Leider wurde der Zeichenstil des Cover-Motivs nicht beibehalten. Die kleinen Illustrationen stammen aus dem Rechner, dabei sind die Details recht winzig ausgefallen. Die Piktogramme mit den Gebäudefunktionen erschließen sich nach wenigen Runden – die vierseitige Beschreibung ist dabei sehr hilfreich. Auch die eigentliche Anleitung macht das Regelverständnis durch zahlreiche Beispiele einfach. Ein besonderes Lob verdient das Kunststoff-Inlay der Spielschachtel. Alle Komponenten finden hier ihren sicheren Platz – es bleibt sogar noch Raum für etwaige Erweiterungen.

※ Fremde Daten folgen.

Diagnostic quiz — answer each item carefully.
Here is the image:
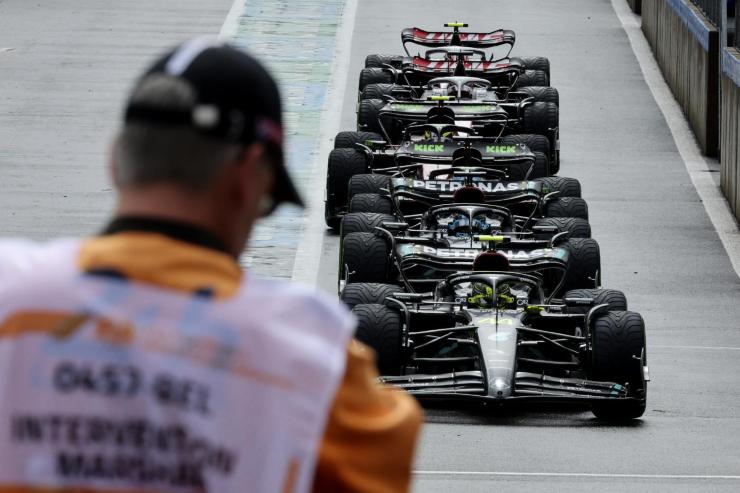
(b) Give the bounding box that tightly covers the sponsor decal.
[412,180,522,193]
[486,146,517,154]
[415,245,559,260]
[414,144,445,152]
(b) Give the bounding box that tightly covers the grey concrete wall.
[720,48,740,218]
[641,0,719,156]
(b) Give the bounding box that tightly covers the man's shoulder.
[244,277,354,330]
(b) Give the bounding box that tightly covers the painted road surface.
[0,0,740,492]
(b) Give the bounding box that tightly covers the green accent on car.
[486,146,517,154]
[414,144,445,152]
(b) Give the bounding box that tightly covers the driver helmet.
[468,282,493,308]
[468,282,516,309]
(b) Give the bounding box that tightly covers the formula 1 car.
[365,22,550,77]
[357,83,560,169]
[325,124,568,228]
[338,208,601,296]
[342,270,649,420]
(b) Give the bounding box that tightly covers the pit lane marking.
[414,471,740,481]
[292,0,357,286]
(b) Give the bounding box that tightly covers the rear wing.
[401,27,516,56]
[408,56,524,76]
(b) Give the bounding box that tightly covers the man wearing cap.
[0,40,421,493]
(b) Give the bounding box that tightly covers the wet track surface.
[0,0,740,493]
[320,0,740,493]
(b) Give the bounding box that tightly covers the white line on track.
[218,0,246,40]
[292,0,357,285]
[611,0,740,276]
[414,471,740,481]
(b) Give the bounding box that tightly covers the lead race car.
[343,270,649,420]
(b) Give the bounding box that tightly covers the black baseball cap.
[125,38,303,207]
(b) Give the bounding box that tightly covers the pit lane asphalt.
[319,0,740,493]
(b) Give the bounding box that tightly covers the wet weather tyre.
[334,132,385,149]
[563,289,627,314]
[590,311,647,421]
[324,149,367,229]
[535,217,591,239]
[560,238,601,292]
[365,54,401,68]
[517,86,560,106]
[359,67,394,91]
[357,99,385,134]
[360,84,396,100]
[509,152,550,181]
[499,134,550,156]
[347,174,390,200]
[522,102,560,136]
[537,176,581,198]
[517,56,550,79]
[516,70,550,89]
[340,233,390,283]
[340,212,396,238]
[545,197,588,220]
[349,193,393,214]
[341,282,403,308]
[352,304,403,375]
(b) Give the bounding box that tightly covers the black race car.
[325,124,568,228]
[342,270,648,420]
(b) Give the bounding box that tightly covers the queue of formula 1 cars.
[325,22,649,420]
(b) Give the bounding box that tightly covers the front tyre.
[590,311,647,421]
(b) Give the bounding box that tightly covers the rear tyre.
[360,84,396,101]
[514,70,550,89]
[352,304,403,375]
[535,217,591,239]
[517,86,560,106]
[357,99,385,134]
[324,149,367,229]
[348,174,391,196]
[334,132,385,149]
[365,54,401,68]
[499,134,550,156]
[591,311,647,421]
[563,289,627,315]
[341,282,403,308]
[517,56,550,80]
[349,193,393,214]
[560,238,601,292]
[359,67,394,92]
[522,102,560,137]
[339,233,390,283]
[340,212,396,238]
[545,197,588,221]
[537,176,581,197]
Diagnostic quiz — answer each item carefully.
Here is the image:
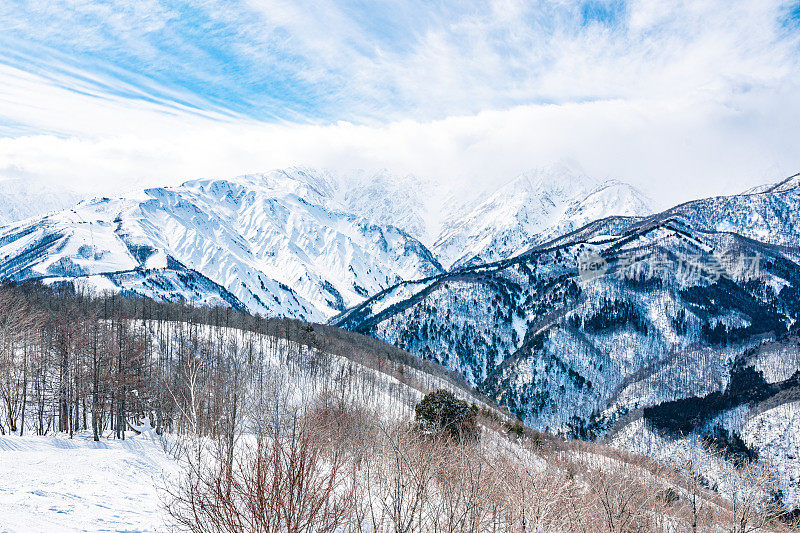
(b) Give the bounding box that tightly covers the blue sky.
[0,0,800,204]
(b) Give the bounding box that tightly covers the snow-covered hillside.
[432,164,652,269]
[0,178,82,226]
[334,174,800,501]
[0,169,441,321]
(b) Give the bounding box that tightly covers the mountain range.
[0,165,800,504]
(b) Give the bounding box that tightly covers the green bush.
[415,390,480,441]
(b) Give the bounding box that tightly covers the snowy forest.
[0,284,792,533]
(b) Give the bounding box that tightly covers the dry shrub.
[168,421,353,533]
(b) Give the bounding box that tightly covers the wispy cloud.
[0,0,800,204]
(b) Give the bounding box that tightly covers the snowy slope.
[0,169,440,321]
[0,178,81,226]
[0,432,177,533]
[334,172,800,434]
[432,164,652,269]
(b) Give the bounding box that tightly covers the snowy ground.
[0,431,177,533]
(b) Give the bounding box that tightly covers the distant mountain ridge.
[332,171,800,505]
[432,164,652,270]
[0,169,441,322]
[0,167,645,321]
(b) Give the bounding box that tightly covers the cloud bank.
[0,0,800,205]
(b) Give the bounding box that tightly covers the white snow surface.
[0,169,440,321]
[432,164,652,269]
[0,429,177,533]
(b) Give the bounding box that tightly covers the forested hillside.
[0,285,791,533]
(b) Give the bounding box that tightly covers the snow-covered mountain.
[0,178,82,226]
[432,164,652,270]
[333,171,800,504]
[338,170,437,241]
[0,169,441,321]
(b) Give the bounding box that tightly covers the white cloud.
[0,0,800,205]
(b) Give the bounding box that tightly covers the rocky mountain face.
[0,169,442,322]
[432,164,652,270]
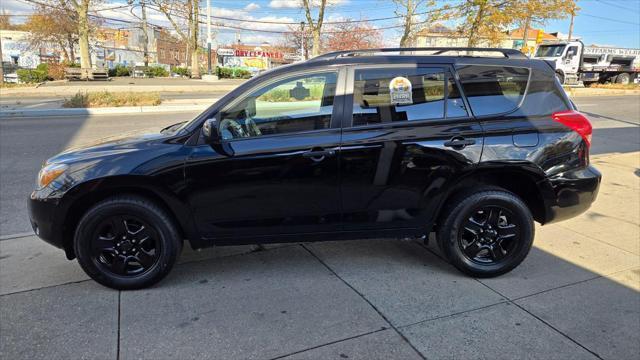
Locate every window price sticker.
[389,76,413,105]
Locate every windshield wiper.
[160,121,186,134]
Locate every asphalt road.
[0,96,640,237]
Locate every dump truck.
[534,40,640,87]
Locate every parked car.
[29,48,601,289]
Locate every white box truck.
[534,40,640,86]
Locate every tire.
[437,188,535,278]
[74,196,182,290]
[616,73,631,85]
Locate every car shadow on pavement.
[0,233,640,359]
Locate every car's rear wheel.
[616,73,631,85]
[74,196,182,290]
[438,190,534,277]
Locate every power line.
[578,13,640,26]
[596,0,640,13]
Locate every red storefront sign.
[235,49,284,59]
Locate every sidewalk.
[0,97,218,119]
[0,152,640,359]
[0,78,246,97]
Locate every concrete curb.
[0,82,241,96]
[0,104,210,119]
[564,88,640,97]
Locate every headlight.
[38,164,69,189]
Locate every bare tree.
[324,21,382,51]
[393,0,435,47]
[70,0,91,71]
[151,0,201,79]
[302,0,327,56]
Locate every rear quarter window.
[457,65,529,116]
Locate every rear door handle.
[444,137,476,149]
[302,150,336,161]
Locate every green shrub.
[216,67,252,79]
[47,63,67,80]
[109,64,131,77]
[171,67,191,77]
[238,69,251,79]
[36,63,49,74]
[216,67,233,79]
[144,66,169,77]
[62,91,162,108]
[16,69,49,83]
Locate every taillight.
[551,110,593,147]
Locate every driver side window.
[220,72,337,140]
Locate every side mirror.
[202,118,222,144]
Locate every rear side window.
[353,67,467,126]
[457,65,529,116]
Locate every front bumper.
[546,166,602,223]
[27,191,64,249]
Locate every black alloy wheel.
[92,215,161,276]
[73,195,182,290]
[458,206,520,264]
[437,187,535,277]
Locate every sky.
[0,0,640,48]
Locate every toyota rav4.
[29,48,601,289]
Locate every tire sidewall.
[74,200,180,289]
[441,191,534,277]
[616,73,631,85]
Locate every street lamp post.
[207,0,211,75]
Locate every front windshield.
[536,45,566,57]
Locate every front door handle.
[302,150,336,161]
[444,137,476,150]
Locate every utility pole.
[207,0,211,75]
[0,36,4,85]
[300,21,307,60]
[567,5,576,41]
[522,16,531,55]
[140,0,149,69]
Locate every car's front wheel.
[74,196,182,290]
[438,189,534,277]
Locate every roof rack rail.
[310,47,527,61]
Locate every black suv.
[29,48,601,289]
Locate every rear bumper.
[545,166,602,224]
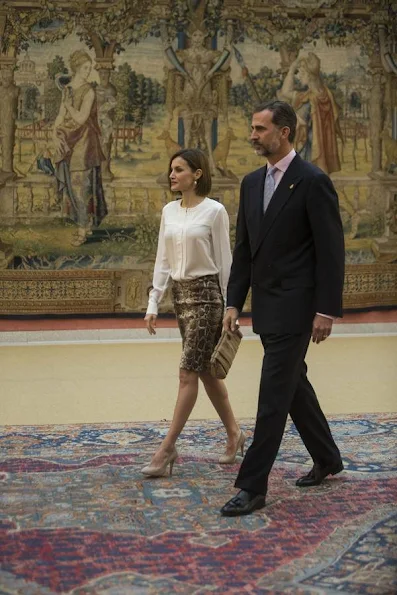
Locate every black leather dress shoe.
[295,461,343,488]
[221,490,266,516]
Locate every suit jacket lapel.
[253,155,302,256]
[249,166,267,246]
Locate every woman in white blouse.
[142,149,245,476]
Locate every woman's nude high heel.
[218,430,245,465]
[141,448,178,477]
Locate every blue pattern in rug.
[0,414,397,595]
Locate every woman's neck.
[181,190,204,209]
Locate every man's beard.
[252,144,273,157]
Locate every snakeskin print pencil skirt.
[172,275,224,373]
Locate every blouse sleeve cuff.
[146,299,158,316]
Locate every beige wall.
[0,336,397,425]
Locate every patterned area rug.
[0,414,397,595]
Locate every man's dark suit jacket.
[227,155,345,334]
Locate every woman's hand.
[145,314,157,335]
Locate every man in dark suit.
[221,101,344,516]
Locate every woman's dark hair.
[254,101,297,143]
[168,149,211,196]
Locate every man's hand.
[144,314,157,335]
[312,314,334,344]
[223,308,240,333]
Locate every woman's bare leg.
[147,368,198,465]
[200,372,241,453]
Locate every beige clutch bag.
[210,330,243,379]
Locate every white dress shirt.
[146,197,232,315]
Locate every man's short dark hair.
[253,100,297,143]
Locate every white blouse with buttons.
[146,197,232,314]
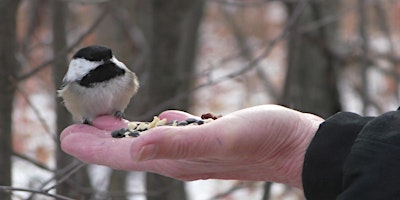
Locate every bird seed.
[111,113,221,138]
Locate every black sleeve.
[337,111,400,200]
[302,112,373,200]
[303,111,400,200]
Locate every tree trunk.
[281,1,341,117]
[53,1,90,199]
[0,0,20,200]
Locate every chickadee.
[58,45,139,124]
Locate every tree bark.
[281,1,341,117]
[53,1,91,199]
[0,0,20,200]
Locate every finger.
[158,110,198,121]
[131,121,227,161]
[61,127,141,170]
[60,124,109,140]
[92,115,128,131]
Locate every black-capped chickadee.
[58,45,139,124]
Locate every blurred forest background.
[0,0,400,200]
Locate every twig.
[17,87,57,143]
[17,5,108,81]
[0,186,74,200]
[222,5,278,99]
[13,151,54,172]
[357,0,370,114]
[209,182,247,200]
[43,163,86,191]
[133,0,308,120]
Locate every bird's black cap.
[72,45,113,61]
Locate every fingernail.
[136,144,158,162]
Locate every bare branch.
[13,151,54,172]
[357,0,370,114]
[17,87,58,143]
[0,186,74,200]
[17,5,108,81]
[133,0,308,120]
[222,7,278,99]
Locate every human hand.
[61,105,323,188]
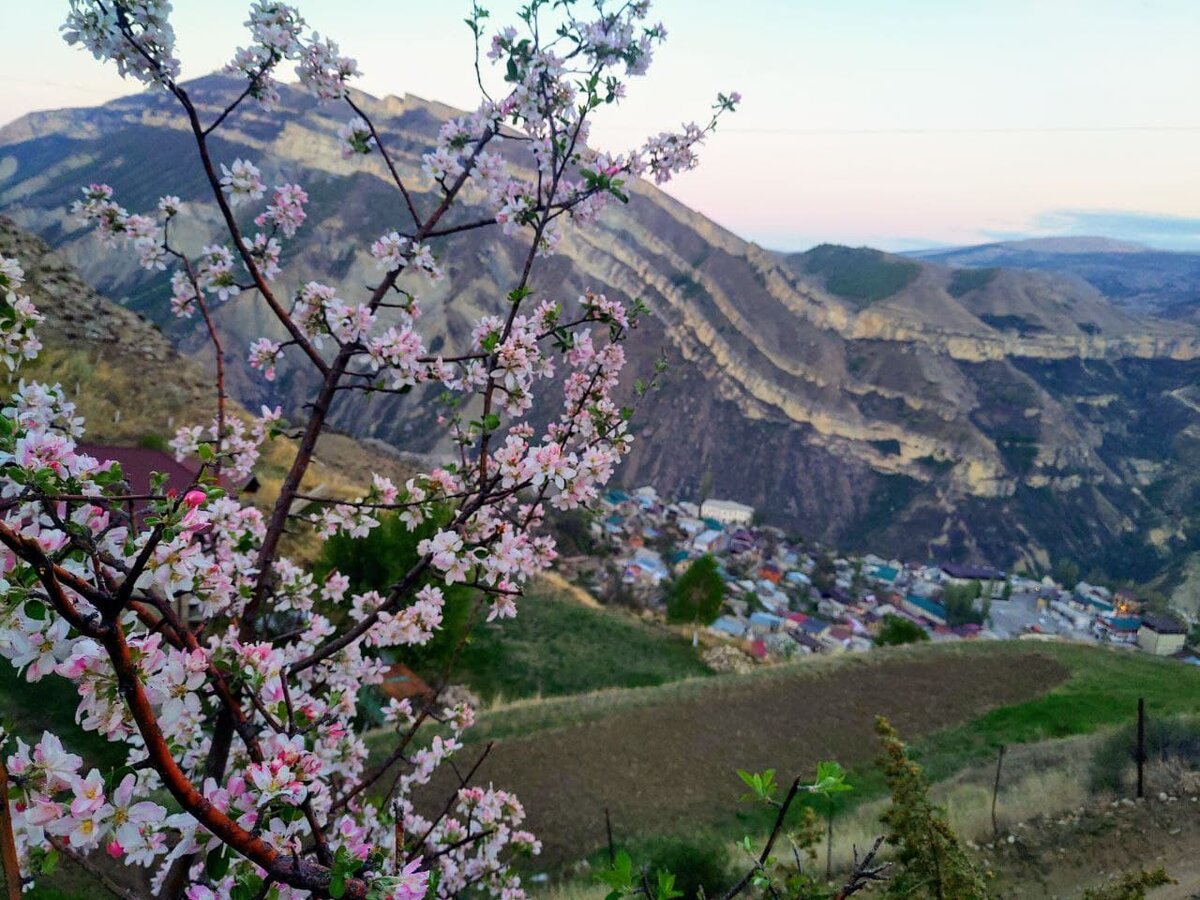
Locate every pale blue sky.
[0,0,1200,250]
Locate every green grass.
[806,642,1200,825]
[487,642,1200,888]
[0,660,125,769]
[455,593,709,701]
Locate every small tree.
[875,716,988,900]
[667,553,725,625]
[0,0,738,900]
[875,616,929,647]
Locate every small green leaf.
[204,845,229,881]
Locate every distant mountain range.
[7,76,1200,577]
[905,238,1200,320]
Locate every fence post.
[1136,697,1146,799]
[604,806,617,865]
[991,744,1004,840]
[826,797,833,881]
[0,753,22,900]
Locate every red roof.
[79,444,253,494]
[79,444,206,493]
[379,662,433,701]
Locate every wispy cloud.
[988,210,1200,252]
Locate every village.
[562,486,1200,667]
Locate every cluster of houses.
[573,486,1187,659]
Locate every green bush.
[667,553,725,625]
[313,509,474,677]
[875,616,929,647]
[804,244,920,307]
[646,838,733,900]
[1090,718,1200,793]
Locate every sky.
[0,0,1200,251]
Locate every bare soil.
[446,652,1068,868]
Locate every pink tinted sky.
[0,0,1200,250]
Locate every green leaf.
[204,845,229,881]
[809,761,854,797]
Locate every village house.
[700,499,754,526]
[691,528,726,553]
[901,594,946,625]
[1138,613,1188,656]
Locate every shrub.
[875,616,929,647]
[647,838,733,900]
[1090,719,1200,793]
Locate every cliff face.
[0,78,1200,570]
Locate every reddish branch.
[0,746,20,900]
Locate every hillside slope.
[0,77,1200,575]
[911,238,1200,322]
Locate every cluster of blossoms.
[0,257,42,371]
[0,0,737,900]
[7,732,167,866]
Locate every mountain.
[906,238,1200,322]
[0,216,216,446]
[0,216,415,513]
[0,76,1200,577]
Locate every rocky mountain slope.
[910,238,1200,322]
[0,77,1200,575]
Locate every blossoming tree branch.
[0,0,738,900]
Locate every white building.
[700,500,754,524]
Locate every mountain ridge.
[0,77,1200,565]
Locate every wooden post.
[604,806,617,865]
[0,751,20,900]
[826,797,833,881]
[991,744,1004,840]
[1136,697,1146,799]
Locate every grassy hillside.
[408,642,1200,869]
[456,587,710,702]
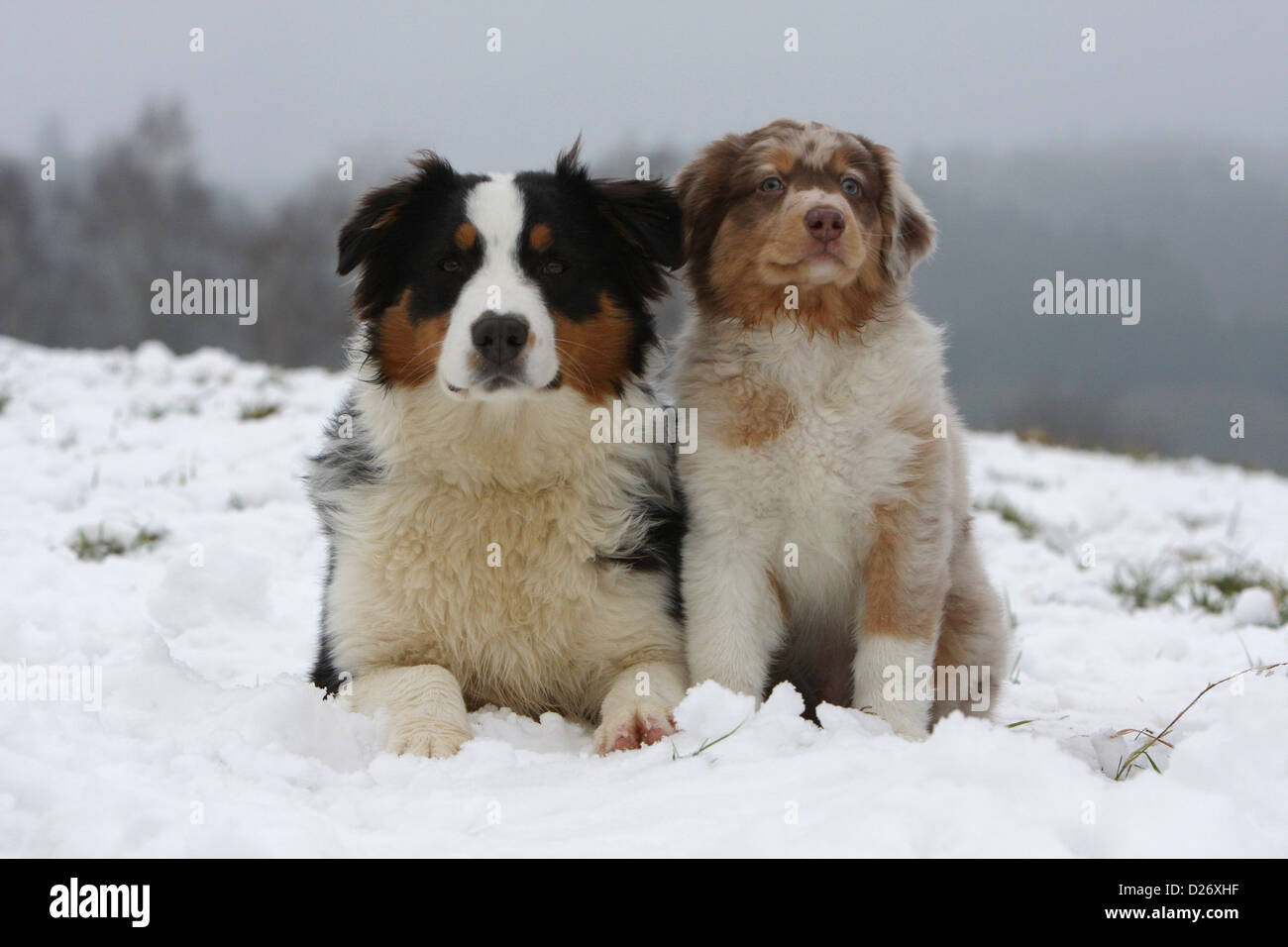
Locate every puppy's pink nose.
[805,207,845,244]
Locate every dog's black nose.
[805,207,845,244]
[471,313,528,365]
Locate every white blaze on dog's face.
[438,175,559,399]
[677,121,935,331]
[339,150,683,403]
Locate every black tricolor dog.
[310,149,687,756]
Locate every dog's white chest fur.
[322,381,670,715]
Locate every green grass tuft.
[241,401,282,421]
[68,526,168,562]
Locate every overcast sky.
[0,0,1288,191]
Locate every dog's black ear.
[595,180,684,269]
[336,152,456,318]
[868,142,939,282]
[555,136,684,299]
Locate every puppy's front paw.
[595,701,675,756]
[385,721,474,759]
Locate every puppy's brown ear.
[675,136,748,263]
[868,145,939,282]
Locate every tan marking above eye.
[528,224,555,253]
[455,223,480,250]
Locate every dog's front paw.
[855,699,931,740]
[385,721,474,759]
[595,701,675,756]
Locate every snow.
[0,339,1288,857]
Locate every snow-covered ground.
[0,339,1288,856]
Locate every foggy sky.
[0,0,1288,193]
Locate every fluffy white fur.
[323,373,686,756]
[675,305,1006,737]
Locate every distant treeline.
[0,104,1288,471]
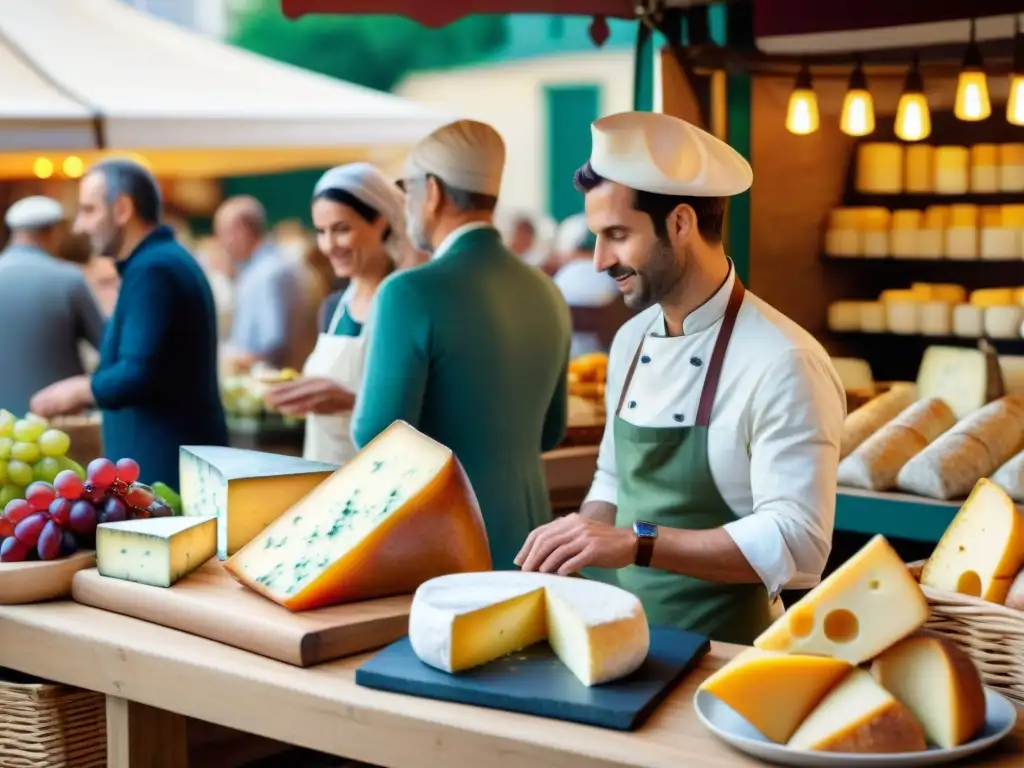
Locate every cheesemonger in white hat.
[516,112,846,645]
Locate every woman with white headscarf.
[266,163,416,464]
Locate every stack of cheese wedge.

Auf der Homepage von Abacusspiele gibt es neben weiteren Informationen zum Spiel auch die Anleitung als Download.

Planer und Strategen werden sich in der City of Rome wohlfühlen. Einfache, elegante Mechanismen, viele Taktiken und eine ordentliche Lernkurve machen das Spiel auch für Vielspieler interessant.